L'esprit de résilience

Le chercheur américain Robert Ulanowicz nous permet de faire un grand pas dans la compréhension des systèmes complexes. Partant de l'observation des écosystèmes naturels, il a établi une distinction que notre époque ne fait pas entre la résilience et la performance. Nous sommes, dans tous les domaines et à corps perdu, dans l'ivresse de la performance. Nous avons même la croyance implicite que le maintien de la plus haute performance est le garant de la pérennité. En vérité, on peut mourir de la performance. La pensée de Robert Ulanowicz est une véritable percée. Malheureusement, je ne connais guère que la revue Transitions qui en ait donné (dans son n° 2) une présentation en français, et que la géniale Dominique Viel qui puisse la présenter en conférence.

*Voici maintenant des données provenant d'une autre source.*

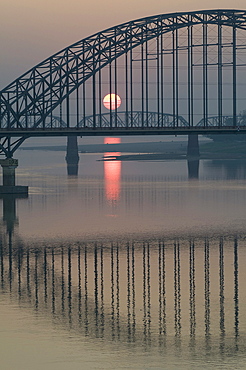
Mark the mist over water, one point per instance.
(130, 265)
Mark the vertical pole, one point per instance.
(94, 92)
(205, 71)
(115, 79)
(77, 94)
(51, 90)
(67, 99)
(189, 73)
(158, 77)
(177, 76)
(191, 78)
(236, 295)
(100, 85)
(220, 73)
(142, 79)
(110, 85)
(84, 91)
(131, 84)
(126, 82)
(234, 67)
(146, 80)
(162, 81)
(174, 75)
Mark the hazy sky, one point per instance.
(31, 30)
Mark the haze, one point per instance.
(31, 31)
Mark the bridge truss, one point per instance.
(186, 67)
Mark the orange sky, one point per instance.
(31, 31)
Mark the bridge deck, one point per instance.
(119, 131)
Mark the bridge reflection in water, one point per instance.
(145, 293)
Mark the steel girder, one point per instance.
(134, 118)
(40, 90)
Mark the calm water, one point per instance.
(131, 265)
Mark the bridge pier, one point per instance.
(9, 165)
(193, 146)
(72, 156)
(193, 168)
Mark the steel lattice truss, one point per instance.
(134, 119)
(30, 101)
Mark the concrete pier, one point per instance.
(72, 156)
(193, 168)
(193, 146)
(8, 167)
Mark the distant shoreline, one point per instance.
(156, 150)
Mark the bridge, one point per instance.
(179, 73)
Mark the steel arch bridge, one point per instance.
(187, 65)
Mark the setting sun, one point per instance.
(112, 101)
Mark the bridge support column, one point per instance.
(193, 168)
(193, 146)
(72, 156)
(9, 165)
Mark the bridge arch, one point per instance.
(33, 98)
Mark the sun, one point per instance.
(112, 101)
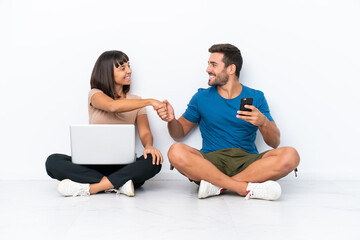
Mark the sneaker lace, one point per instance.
(117, 191)
(81, 192)
(249, 194)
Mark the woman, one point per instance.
(110, 103)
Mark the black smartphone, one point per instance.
(245, 101)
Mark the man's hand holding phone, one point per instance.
(250, 113)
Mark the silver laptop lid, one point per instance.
(103, 143)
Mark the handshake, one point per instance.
(164, 110)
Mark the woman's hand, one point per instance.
(156, 155)
(157, 104)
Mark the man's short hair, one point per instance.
(232, 55)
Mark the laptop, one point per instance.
(95, 144)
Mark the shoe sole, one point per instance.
(201, 190)
(60, 185)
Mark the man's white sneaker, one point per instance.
(69, 188)
(207, 189)
(126, 189)
(269, 190)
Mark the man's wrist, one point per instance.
(265, 122)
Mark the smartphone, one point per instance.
(245, 101)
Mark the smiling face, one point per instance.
(122, 74)
(217, 71)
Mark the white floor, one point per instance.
(169, 209)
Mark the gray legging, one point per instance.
(60, 167)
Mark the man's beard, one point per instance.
(220, 80)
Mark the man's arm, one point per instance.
(178, 129)
(270, 133)
(268, 129)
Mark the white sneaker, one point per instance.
(207, 189)
(69, 188)
(269, 190)
(126, 189)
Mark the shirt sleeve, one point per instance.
(91, 93)
(192, 113)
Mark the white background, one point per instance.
(304, 55)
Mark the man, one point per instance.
(229, 158)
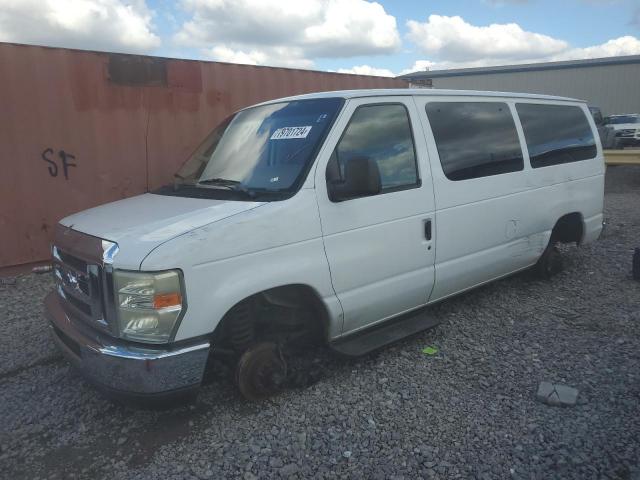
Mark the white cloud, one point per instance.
(627, 45)
(113, 25)
(455, 40)
(273, 56)
(279, 33)
(367, 70)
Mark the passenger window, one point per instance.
(475, 139)
(556, 134)
(382, 133)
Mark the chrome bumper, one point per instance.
(123, 367)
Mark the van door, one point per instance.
(486, 207)
(380, 248)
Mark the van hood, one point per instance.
(139, 224)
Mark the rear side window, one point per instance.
(556, 134)
(383, 133)
(475, 139)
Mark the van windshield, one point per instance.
(263, 151)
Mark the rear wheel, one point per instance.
(550, 263)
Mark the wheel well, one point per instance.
(277, 313)
(568, 229)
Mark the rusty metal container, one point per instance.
(81, 128)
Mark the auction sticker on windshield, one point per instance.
(291, 132)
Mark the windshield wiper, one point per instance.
(225, 182)
(233, 185)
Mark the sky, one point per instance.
(351, 36)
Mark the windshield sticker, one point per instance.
(285, 133)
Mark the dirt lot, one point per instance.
(467, 412)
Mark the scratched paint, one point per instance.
(79, 129)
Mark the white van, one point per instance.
(334, 217)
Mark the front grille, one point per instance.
(80, 285)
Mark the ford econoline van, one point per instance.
(336, 218)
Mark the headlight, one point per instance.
(149, 304)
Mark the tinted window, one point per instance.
(475, 139)
(382, 133)
(556, 134)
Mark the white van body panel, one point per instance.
(492, 226)
(380, 261)
(139, 224)
(367, 259)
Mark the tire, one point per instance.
(550, 263)
(261, 371)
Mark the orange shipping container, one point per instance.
(80, 128)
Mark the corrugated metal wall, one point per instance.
(78, 128)
(613, 88)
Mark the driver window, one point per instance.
(383, 133)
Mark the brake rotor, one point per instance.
(261, 371)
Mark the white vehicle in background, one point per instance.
(626, 127)
(334, 218)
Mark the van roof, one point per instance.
(417, 92)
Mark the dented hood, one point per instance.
(139, 224)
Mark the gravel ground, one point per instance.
(467, 412)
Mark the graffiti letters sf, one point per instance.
(65, 161)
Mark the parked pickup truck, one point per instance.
(333, 218)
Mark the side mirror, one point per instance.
(361, 179)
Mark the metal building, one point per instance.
(613, 83)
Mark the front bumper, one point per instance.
(122, 367)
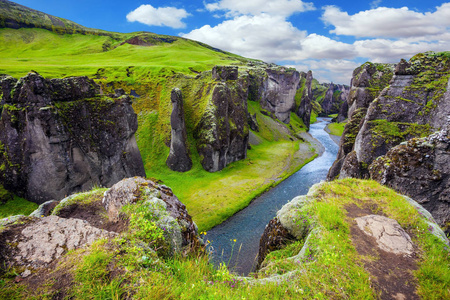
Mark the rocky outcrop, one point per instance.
(388, 234)
(224, 73)
(38, 242)
(222, 134)
(420, 168)
(334, 98)
(275, 89)
(170, 214)
(179, 159)
(58, 137)
(291, 223)
(415, 104)
(367, 82)
(279, 92)
(31, 243)
(305, 106)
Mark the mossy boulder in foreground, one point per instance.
(326, 255)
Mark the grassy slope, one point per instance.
(152, 72)
(333, 268)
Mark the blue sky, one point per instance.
(329, 37)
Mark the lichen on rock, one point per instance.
(58, 137)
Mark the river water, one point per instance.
(236, 241)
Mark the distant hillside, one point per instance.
(13, 15)
(149, 67)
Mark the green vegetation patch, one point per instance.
(11, 205)
(331, 267)
(398, 131)
(337, 128)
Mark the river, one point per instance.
(236, 241)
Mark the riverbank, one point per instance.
(211, 198)
(236, 241)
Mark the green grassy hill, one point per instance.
(150, 66)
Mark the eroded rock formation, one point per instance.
(367, 81)
(58, 137)
(179, 159)
(170, 213)
(420, 168)
(304, 109)
(222, 134)
(415, 104)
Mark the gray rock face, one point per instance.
(289, 224)
(367, 81)
(390, 236)
(304, 109)
(179, 159)
(222, 134)
(42, 241)
(415, 103)
(170, 213)
(420, 168)
(57, 137)
(335, 96)
(279, 92)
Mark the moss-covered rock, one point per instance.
(58, 137)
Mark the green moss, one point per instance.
(11, 205)
(398, 131)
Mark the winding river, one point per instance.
(236, 241)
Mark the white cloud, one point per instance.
(319, 46)
(375, 3)
(388, 51)
(255, 7)
(161, 16)
(388, 22)
(264, 37)
(270, 38)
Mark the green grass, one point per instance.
(152, 72)
(331, 269)
(211, 198)
(54, 55)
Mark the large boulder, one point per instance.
(170, 214)
(179, 159)
(420, 168)
(59, 137)
(38, 242)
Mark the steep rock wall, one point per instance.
(222, 134)
(179, 159)
(305, 106)
(57, 137)
(335, 96)
(420, 168)
(414, 105)
(367, 81)
(275, 89)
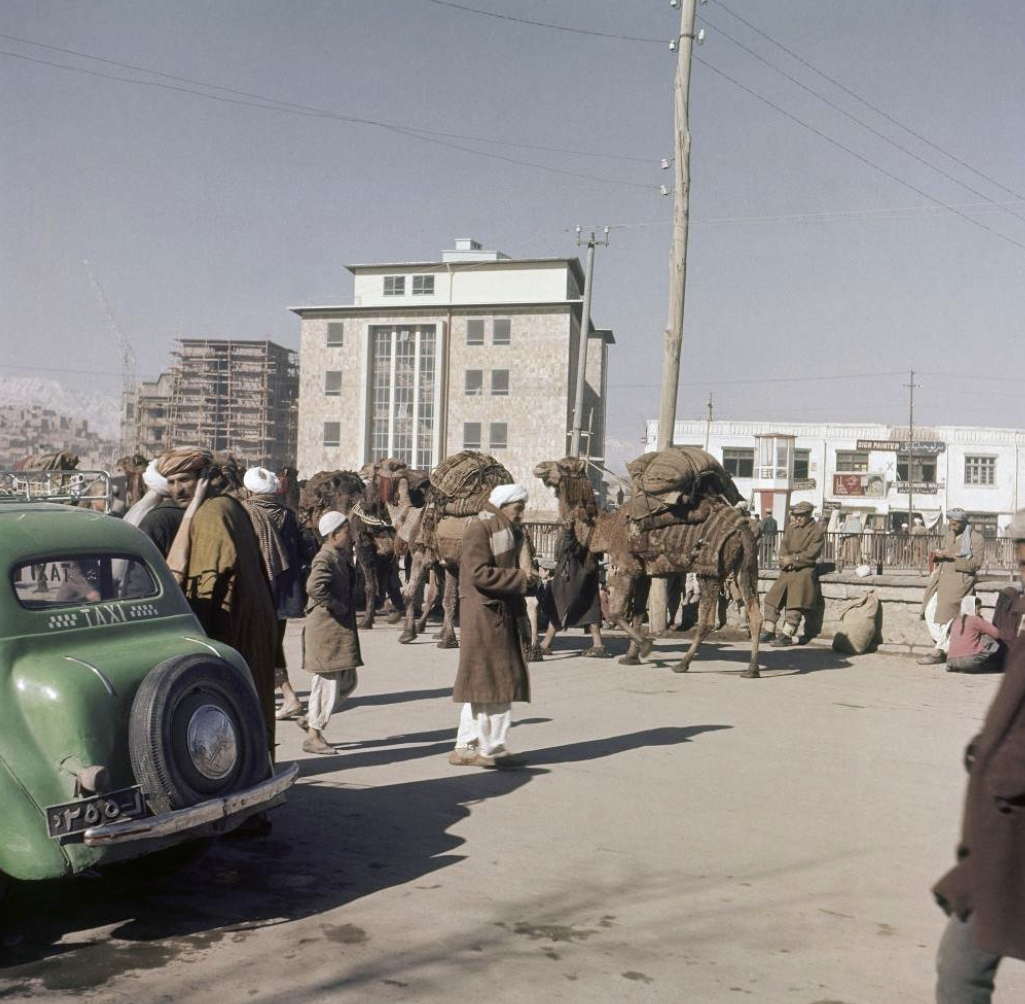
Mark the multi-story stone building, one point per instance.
(477, 350)
(876, 470)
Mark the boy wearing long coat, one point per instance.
(984, 893)
(492, 671)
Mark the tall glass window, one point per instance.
(403, 372)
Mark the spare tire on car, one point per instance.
(196, 733)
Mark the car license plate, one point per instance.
(72, 818)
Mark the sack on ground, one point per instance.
(859, 625)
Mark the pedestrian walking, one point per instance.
(281, 546)
(492, 671)
(330, 638)
(796, 589)
(984, 894)
(956, 566)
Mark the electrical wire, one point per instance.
(542, 24)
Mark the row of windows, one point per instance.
(472, 435)
(978, 469)
(499, 383)
(501, 329)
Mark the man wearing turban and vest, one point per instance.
(494, 578)
(215, 556)
(955, 568)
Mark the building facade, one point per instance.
(477, 350)
(876, 470)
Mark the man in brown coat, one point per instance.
(984, 893)
(492, 672)
(956, 565)
(796, 589)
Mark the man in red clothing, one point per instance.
(974, 641)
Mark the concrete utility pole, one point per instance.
(678, 270)
(582, 345)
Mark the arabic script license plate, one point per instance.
(64, 821)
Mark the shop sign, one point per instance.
(861, 485)
(923, 448)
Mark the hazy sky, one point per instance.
(208, 218)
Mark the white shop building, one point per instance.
(876, 469)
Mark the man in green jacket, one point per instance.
(796, 589)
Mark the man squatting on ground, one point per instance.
(957, 563)
(492, 670)
(330, 640)
(796, 589)
(984, 893)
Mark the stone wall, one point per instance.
(900, 599)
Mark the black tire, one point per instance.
(175, 696)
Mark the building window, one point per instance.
(924, 468)
(499, 383)
(980, 470)
(500, 333)
(739, 463)
(402, 393)
(498, 435)
(852, 461)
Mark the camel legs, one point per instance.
(448, 602)
(417, 577)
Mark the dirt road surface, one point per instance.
(698, 838)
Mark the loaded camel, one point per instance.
(710, 539)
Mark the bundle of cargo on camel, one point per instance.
(682, 517)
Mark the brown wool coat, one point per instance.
(491, 590)
(989, 879)
(952, 581)
(797, 589)
(330, 640)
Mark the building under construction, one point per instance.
(235, 396)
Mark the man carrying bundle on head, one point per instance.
(215, 558)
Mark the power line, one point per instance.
(867, 103)
(853, 118)
(543, 24)
(273, 105)
(860, 157)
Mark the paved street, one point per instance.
(697, 838)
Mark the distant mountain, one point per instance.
(101, 411)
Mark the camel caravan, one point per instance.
(681, 518)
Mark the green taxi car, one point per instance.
(124, 729)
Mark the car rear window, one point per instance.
(79, 581)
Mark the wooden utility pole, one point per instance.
(678, 270)
(581, 378)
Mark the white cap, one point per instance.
(506, 495)
(330, 521)
(259, 480)
(154, 480)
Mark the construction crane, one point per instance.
(128, 438)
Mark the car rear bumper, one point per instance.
(236, 807)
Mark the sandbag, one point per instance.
(468, 475)
(859, 625)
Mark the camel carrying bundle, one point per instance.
(673, 479)
(464, 480)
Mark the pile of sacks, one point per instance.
(463, 482)
(671, 482)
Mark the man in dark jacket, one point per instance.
(984, 893)
(796, 589)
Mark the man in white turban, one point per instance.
(494, 578)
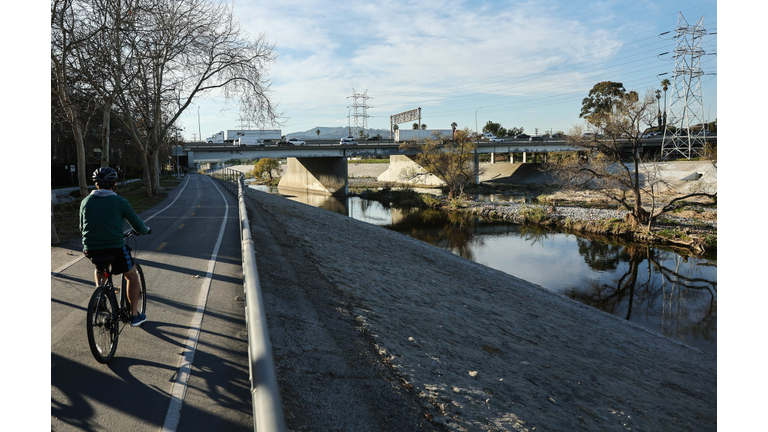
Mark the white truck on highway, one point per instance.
(402, 135)
(250, 137)
(217, 138)
(246, 141)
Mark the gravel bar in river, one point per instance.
(373, 330)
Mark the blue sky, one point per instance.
(519, 63)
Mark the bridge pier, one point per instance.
(325, 175)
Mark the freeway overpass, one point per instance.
(321, 165)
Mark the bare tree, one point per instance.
(179, 50)
(613, 164)
(149, 59)
(68, 36)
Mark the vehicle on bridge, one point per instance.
(296, 141)
(247, 141)
(253, 135)
(217, 138)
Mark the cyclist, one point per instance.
(101, 223)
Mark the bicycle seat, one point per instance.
(103, 263)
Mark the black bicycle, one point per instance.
(104, 316)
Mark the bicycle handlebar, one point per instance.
(134, 232)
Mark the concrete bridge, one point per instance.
(320, 166)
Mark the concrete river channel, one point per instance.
(658, 289)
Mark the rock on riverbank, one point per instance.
(373, 330)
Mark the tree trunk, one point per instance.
(105, 128)
(145, 175)
(54, 235)
(82, 180)
(155, 167)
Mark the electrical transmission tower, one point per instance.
(360, 113)
(686, 108)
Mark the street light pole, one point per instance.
(477, 133)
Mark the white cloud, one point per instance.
(450, 56)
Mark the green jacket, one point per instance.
(101, 220)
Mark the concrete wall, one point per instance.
(325, 175)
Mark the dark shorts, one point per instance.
(121, 258)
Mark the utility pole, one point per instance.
(686, 107)
(360, 106)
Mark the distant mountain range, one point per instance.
(332, 133)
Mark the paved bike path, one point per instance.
(194, 248)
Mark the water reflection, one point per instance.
(657, 289)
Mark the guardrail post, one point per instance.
(267, 409)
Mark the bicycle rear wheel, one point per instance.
(102, 324)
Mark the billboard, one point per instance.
(405, 117)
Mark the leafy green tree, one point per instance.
(266, 167)
(602, 100)
(452, 161)
(614, 164)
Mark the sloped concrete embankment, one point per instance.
(431, 340)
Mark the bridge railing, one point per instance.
(265, 395)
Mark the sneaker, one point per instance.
(138, 320)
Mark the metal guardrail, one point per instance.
(265, 395)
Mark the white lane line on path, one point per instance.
(66, 266)
(179, 388)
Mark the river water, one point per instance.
(654, 288)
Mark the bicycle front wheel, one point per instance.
(102, 324)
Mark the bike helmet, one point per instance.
(104, 174)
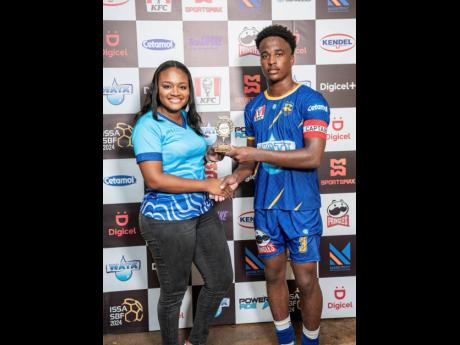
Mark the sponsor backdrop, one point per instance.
(215, 39)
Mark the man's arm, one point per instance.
(308, 157)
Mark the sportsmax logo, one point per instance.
(317, 107)
(158, 44)
(337, 43)
(119, 180)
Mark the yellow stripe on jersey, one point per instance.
(276, 118)
(276, 199)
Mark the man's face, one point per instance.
(276, 58)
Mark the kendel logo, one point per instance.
(119, 180)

B14.jpgLes stratégies de performance consistent à ôter tout ce qui ne concourt pas à l'objectif unique qu'on s'est donné : la vitesse, la puissance, la rentabilité, etc. On peut prendre pour analogie le profilage d'un véhicule de course : on enlève tout ce qui nuit à la pénétration dans l'air, toute cause de frottement et de ralentissement, et on favorise ce qui fera l'objet de la mesure de performance, en l'occurrence la vitesse. Comparez la forme de la DS 19 à celle de la B 14 et vous comprendrez tout de suite ; après, il vous suffit de transposer cette métaphore à d'autres domaines. En agriculture, l'objectif d'obtenir à l'hectare, au moindre coût, le tonnage le plus important d'un végétal donné sera atteint en cultivant les surfaces les plus étendues et les plus planes possibles et en supprimant toutes les espèces concurrentes. On appliquera le profilage à l'ADN même de la plante, de sorte que son développement privilégie les caractéristiques recherchées : taille, couleur, maturité rapide, etc. DS19.jpgS'agissant des entreprises, la performance s'obtiendra en réduisant ou supprimant les charges qui ne concourent pas directement à la rentabilité à court terme. On préfèrera les machines - plus prévisibles - aux hommes - plus imprévisibles. On recherchera les fiscalités les plus faibles. Dans le domaine économique, la théorie d'Ulanowicz a été également reprise par l'économiste belge Bernard Lietaer qui démontre que l'étendue de nos crises financières résulte de la réduction de la diversité monétaire mondiale. Comme ces avions qui, en cas de panne, n'ont pas la voilure pour planer. Comme l'arrachage des haies et des broussailles qui laisse des pentes nues que les eaux peuvent dévaler jusqu'à provoquer des fleuves de boue et des glissements de terrain. Comme ces monocultures qu'un microbe met en péril mais qui ont brûlé tout ce qui aurait pu les relayer.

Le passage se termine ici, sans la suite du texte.